Monday, September 10, 2007

Week 10 -- Special attacks, varied enemies

Last week: Lots of fun with my battle system prototype, and a change of plans.

I added two special attacks (you build up to a special attack by hitting the enemies with normal attacks or your fire spell) and a couple of small touches (enemies bounce back when they run into you, etc.).

So I was finished with my originally planned features for the prototype, but not satisfied. I decided that I need to make it more interesting to be able to evaluate whether the ideas are really going to work. So I added multiple enemy types. We now have: normal, physical (resists physical attacks), spitting (fires projectiles, which you can block with your shield -- oh yeah, I added that too), magical (resists magic, fires spells at you), and tough (fast, hits harder). This was a lot of fun. My eventual goal here is to test out throwing a variety of battle situations at the player and hopefully require different approaches.


(Illustration: special attack 1, which knocks the enemies way back. You can also see a brown enemy shot and the end of a dead-enemy-go-poof animation, which was one of the details I added mostly for fun. Remember: placeholder art!)
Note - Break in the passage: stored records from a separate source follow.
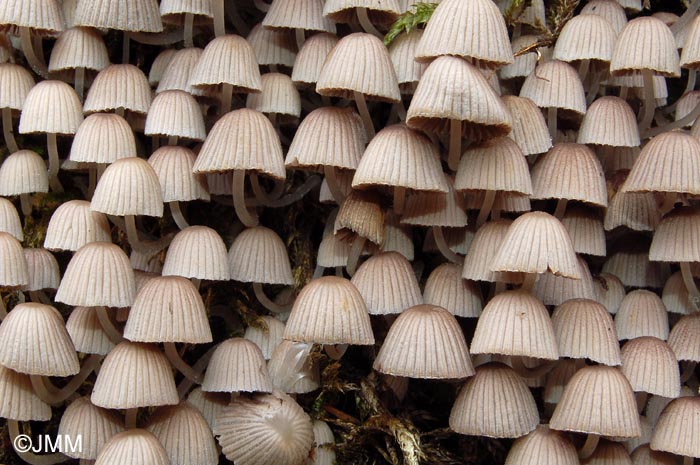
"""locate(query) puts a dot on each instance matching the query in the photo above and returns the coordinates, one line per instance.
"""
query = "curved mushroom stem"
(444, 248)
(26, 455)
(364, 113)
(179, 218)
(366, 24)
(10, 141)
(179, 364)
(112, 332)
(455, 144)
(37, 65)
(589, 447)
(53, 162)
(248, 219)
(52, 395)
(269, 303)
(354, 255)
I've added a couple of things that are more polished than what you might expect from a prototype, but they're all things that I'll need to do eventually and wanted to learn. For instance, I added a charge-up meter for spellcasting, which was fun -- and helpful for verifying that the spellcasting state handling was working properly. And now that I have multiple enemy types, I need to make it pick a group of opponents to meet a given total "challenge level," which is something I'll need to do in the real game too.

I continue to feel that I don't know TGB and TorqueScript nearly as well as I need to, so I'm rethinking my schedule. I'm afraid that if I try to start on the full game now, I'll make bad design decisions and waste a lot of time. I strongly suspect that I implemented the multiple enemy types prototype poorly. So I've decided to step back and take a couple of weeks to learn TGB better, the various builders and key features such as datablocks. I'll probably try to incorporate the things I learn into the battle prototype or other mini-prototypes to keep my morale up. My hope is that the time I spend on this now will pay for itself in faster and more maintainable development in the end.